Say It Ain’t So, Barry

Tarvar is on a roll…

I love The Onion, the satirical online newspaper.  It’s funny, witty, and well written.  More than anything, I love how they use satire to report the truth… for example, Barry Bonds.

The gist of this recent article is how anyone who’s ever watched baseball in the past five years has known Bonds has been taking steroids.  They make fun of the fact that his steroid use was an open secret.  With the publication of the book “Game of Shadows” this issue will now be taken seriously.  The question is, taken seriously by whom.  The article also correctly captures just what a weak-willed, mealy-mouthed, pusillanimous worm of an MLB Commissioner Bud Selig truly is.
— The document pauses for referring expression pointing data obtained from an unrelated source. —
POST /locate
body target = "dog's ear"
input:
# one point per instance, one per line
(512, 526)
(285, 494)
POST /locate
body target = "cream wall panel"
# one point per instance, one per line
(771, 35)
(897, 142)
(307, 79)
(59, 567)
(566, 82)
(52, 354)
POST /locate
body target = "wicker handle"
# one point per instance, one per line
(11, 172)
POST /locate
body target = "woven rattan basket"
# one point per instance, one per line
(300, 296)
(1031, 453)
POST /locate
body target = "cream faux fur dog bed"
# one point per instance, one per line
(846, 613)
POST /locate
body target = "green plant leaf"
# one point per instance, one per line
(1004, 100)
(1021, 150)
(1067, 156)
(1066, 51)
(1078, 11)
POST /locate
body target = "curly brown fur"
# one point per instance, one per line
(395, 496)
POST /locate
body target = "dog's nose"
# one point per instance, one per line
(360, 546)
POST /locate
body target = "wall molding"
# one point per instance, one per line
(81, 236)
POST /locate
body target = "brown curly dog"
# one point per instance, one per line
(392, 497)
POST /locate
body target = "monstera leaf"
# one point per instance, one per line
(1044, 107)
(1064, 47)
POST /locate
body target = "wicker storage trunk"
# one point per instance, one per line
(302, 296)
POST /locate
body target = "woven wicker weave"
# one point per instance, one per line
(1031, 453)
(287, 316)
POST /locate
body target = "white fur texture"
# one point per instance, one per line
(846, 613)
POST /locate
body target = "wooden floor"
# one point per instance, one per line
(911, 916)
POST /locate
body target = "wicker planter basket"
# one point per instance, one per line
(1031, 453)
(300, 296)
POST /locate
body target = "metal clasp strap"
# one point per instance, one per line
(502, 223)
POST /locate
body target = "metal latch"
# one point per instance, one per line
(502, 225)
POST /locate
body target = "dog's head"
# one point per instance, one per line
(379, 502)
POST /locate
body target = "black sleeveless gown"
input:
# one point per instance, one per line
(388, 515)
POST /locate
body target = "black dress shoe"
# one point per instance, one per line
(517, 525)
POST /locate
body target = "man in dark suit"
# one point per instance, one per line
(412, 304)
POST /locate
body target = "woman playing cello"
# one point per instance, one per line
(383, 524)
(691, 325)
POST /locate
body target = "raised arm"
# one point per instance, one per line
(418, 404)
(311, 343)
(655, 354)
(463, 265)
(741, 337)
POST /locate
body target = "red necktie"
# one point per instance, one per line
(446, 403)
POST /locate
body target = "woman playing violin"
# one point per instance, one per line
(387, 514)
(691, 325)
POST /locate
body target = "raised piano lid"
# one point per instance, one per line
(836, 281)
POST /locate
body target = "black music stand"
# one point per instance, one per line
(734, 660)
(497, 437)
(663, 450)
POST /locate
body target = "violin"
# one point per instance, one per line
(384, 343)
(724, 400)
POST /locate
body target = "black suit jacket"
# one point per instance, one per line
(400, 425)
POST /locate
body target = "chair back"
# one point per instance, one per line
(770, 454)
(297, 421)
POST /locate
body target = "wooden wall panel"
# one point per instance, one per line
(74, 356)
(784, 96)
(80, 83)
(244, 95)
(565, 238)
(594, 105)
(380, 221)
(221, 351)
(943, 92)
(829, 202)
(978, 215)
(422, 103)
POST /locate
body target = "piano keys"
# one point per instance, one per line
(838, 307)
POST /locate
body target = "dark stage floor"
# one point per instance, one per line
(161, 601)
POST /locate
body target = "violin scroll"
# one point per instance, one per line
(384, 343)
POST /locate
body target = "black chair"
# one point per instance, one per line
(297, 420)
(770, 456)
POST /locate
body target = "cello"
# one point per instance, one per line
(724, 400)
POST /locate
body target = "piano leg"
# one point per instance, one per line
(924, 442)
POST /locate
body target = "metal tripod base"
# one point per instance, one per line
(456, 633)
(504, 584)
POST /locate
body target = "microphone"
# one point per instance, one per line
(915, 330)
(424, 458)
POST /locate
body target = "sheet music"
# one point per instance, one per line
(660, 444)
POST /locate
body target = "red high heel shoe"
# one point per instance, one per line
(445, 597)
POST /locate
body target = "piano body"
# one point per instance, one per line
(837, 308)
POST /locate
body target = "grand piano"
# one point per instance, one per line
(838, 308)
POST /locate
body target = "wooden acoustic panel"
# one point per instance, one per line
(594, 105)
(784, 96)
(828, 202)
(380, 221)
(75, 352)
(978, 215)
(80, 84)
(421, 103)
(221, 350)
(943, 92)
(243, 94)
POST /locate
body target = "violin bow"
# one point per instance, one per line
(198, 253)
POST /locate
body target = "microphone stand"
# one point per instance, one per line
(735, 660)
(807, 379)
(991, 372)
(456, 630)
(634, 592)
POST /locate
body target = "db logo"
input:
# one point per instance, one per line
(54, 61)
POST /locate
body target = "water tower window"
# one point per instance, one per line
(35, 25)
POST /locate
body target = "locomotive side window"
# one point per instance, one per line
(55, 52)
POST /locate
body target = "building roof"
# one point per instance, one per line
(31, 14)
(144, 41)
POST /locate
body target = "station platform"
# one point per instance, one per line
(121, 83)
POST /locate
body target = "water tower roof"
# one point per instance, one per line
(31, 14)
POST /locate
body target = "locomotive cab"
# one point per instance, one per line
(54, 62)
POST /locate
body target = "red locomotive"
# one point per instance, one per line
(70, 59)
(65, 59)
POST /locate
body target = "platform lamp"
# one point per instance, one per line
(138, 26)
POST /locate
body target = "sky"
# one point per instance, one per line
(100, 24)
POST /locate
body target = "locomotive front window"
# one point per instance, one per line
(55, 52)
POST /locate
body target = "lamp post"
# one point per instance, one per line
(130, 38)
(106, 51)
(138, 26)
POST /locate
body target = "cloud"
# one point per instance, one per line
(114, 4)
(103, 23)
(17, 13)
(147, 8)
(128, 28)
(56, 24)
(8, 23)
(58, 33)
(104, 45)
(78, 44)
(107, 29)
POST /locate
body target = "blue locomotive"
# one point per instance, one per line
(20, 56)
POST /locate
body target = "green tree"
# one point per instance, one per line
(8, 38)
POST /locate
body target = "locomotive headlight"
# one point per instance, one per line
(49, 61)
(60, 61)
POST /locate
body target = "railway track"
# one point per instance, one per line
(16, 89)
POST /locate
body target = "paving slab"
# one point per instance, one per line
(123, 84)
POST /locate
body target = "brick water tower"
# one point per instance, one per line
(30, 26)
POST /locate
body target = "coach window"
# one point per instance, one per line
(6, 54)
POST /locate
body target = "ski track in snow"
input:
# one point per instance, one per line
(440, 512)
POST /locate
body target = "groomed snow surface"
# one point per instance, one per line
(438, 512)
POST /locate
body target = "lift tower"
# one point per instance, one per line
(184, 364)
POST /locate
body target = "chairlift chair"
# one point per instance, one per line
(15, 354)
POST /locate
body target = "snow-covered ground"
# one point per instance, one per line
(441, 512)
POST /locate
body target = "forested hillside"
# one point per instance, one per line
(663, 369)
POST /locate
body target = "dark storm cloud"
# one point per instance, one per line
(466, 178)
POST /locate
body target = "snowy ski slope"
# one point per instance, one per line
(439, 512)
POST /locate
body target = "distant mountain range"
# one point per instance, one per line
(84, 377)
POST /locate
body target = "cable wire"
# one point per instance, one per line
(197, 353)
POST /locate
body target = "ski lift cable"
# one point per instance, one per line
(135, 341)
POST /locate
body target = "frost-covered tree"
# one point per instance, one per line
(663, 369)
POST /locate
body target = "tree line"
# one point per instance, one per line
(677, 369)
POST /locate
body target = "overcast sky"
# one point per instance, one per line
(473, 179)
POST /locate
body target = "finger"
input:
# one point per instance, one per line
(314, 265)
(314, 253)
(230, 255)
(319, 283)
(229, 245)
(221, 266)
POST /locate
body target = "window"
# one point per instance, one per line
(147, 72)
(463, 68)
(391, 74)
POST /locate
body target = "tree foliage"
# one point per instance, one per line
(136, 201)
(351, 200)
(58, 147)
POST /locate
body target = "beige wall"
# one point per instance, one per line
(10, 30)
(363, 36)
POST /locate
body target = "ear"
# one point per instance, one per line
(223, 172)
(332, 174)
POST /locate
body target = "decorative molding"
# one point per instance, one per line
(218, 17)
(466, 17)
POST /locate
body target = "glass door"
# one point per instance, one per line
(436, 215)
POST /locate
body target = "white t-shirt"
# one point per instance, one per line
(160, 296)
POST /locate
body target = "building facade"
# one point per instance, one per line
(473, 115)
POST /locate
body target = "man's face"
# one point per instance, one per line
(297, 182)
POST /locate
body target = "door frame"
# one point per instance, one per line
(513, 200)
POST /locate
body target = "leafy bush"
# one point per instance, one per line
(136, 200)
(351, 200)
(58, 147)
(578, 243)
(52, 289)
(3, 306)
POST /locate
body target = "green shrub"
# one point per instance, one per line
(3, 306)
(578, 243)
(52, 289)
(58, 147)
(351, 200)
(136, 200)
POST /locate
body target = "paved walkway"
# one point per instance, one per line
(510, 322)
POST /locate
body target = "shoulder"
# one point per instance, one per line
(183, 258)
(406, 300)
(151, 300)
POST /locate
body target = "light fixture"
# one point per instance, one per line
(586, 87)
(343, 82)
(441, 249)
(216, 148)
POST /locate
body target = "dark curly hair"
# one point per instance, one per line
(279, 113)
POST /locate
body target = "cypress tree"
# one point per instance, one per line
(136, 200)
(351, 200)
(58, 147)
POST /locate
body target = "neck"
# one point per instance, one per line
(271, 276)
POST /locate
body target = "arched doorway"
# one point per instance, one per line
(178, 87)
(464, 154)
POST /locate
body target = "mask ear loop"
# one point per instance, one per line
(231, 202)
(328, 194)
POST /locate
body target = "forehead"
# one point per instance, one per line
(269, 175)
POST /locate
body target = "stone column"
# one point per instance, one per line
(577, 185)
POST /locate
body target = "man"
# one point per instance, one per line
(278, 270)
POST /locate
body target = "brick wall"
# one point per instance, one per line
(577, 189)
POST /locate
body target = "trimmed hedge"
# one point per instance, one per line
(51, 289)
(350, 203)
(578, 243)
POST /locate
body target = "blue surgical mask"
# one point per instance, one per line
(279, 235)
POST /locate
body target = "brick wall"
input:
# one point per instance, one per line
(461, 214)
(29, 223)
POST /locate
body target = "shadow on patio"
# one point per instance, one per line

What the article doesn’t discuss is what should happen to Barry Bonds.  Frankly, I think fans should shun him, I think his team, the San Francisco Giants, should distance themselves from him, his fellow players should condemn his actions, ESPN should cancel that reality show about him they are planning, if he happens to break Babe Ruth’s home run record and then Henry Aaron’s, MLB should ignore that fact, the press should make no mention of it.  To some this might sound harsh, but Bonds has become such a stain on the game it’s hard for me to see how anything less would be justified.  He’s arrogant and unrepentant and his steroid use is all but an admission that he needed an unfair advantage to accomplish what he has.  This bothers me because the achievements of truly gifted and hard working baseball players — like Ken Griffey, Jr. or Cal Ripkin — seem all but ignored.

If baseball ever wants to regain its reputation, it must appoint a commissioner who comes from the same mold that made Bart Giamatti.  He received a lot of scorn for banning Pete Rose from the Hall of Fame, especially in Cincinnati.  What people seem to miss, however, is the fact that Giamatti loved the simplicity and purity of baseball.  He viewed himself as a defender of all that made the game great, and he would not allow players or owners to tarnish that greatness.  He may have taken unpopular stands, but it was all for the love of the game, and I respect that.